With previous clang-format, no preprocessor indentation:

#if A
#define MACRO                          \
  void a(int x) {                      \
    b();                               \
    c();                               \
    d();                               \
    e();                               \
    f();                               \
  }
#endif
mzeren-vmw added inline comments.Aug 23 2017, 2:27 PM
lib/Format/ContinuationIndenter.cpp
383 ↗(On Diff #108484)

@djasper I just noticed that the Google Style Guide has:

#if DISASTER_PENDING      // Correct -- Starts at beginning of line
    DropEverything();
# if NOTIFY               // OK but not required -- Spaces after #
    NotifyClient();
# endif
#endif

Note the single space in # if NOTIFY. Can we correct the Guide to match what we have here?

euhlmann edited the summary of this revision. (Show Details)Aug 23 2017, 2:27 PM
euhlmann marked an inline comment as not done.Aug 23 2017, 3:11 PM
djasper accepted this revision.Aug 24 2017, 7:55 AM

From my side this looks good for now (we can always improve more later).
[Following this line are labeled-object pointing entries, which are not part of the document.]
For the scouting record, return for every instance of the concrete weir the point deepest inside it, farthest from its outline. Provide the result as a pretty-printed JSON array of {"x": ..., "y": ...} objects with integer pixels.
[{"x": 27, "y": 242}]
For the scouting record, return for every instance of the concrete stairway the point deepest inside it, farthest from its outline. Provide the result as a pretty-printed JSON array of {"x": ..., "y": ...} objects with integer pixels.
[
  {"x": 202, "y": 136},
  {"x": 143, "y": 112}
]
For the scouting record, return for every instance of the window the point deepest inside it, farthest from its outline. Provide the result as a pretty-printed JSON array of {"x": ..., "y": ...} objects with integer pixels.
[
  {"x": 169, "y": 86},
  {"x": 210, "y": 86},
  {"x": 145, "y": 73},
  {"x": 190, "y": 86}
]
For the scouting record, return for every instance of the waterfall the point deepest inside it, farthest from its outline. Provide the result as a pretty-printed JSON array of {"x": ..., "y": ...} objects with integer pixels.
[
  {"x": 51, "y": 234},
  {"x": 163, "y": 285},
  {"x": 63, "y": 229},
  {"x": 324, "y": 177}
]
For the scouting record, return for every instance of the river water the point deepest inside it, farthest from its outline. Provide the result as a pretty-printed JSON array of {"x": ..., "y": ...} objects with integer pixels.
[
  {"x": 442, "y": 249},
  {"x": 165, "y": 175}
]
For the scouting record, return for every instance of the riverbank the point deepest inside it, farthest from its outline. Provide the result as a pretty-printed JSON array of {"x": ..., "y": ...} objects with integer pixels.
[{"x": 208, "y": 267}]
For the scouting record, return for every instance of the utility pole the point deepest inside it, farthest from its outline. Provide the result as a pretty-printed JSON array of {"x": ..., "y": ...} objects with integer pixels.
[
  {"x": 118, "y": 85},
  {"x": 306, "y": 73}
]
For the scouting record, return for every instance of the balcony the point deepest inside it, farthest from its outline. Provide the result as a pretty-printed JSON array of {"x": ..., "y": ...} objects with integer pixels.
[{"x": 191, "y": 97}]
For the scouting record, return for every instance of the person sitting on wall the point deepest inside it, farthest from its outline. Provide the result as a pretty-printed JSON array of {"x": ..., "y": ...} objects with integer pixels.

Krasimir, what do you think?

This revision is now accepted and ready to land.Aug 24 2017, 7:55 AM
krasimir edited edge metadata.Aug 24 2017, 8:01 AM

Thank you! I understand this patch better now. Looks good from my side!

krasimir accepted this revision.Aug 24 2017, 8:01 AM

I'm glad this is finally in a state to land. Thanks for the helpful reviews!

@euhlmann: are you planning to commit this?

I'll land this for you, as discussed offline. The best thing is to apply for commit rights after you have a few patches landed.

This revision was automatically updated to reflect the committed changes.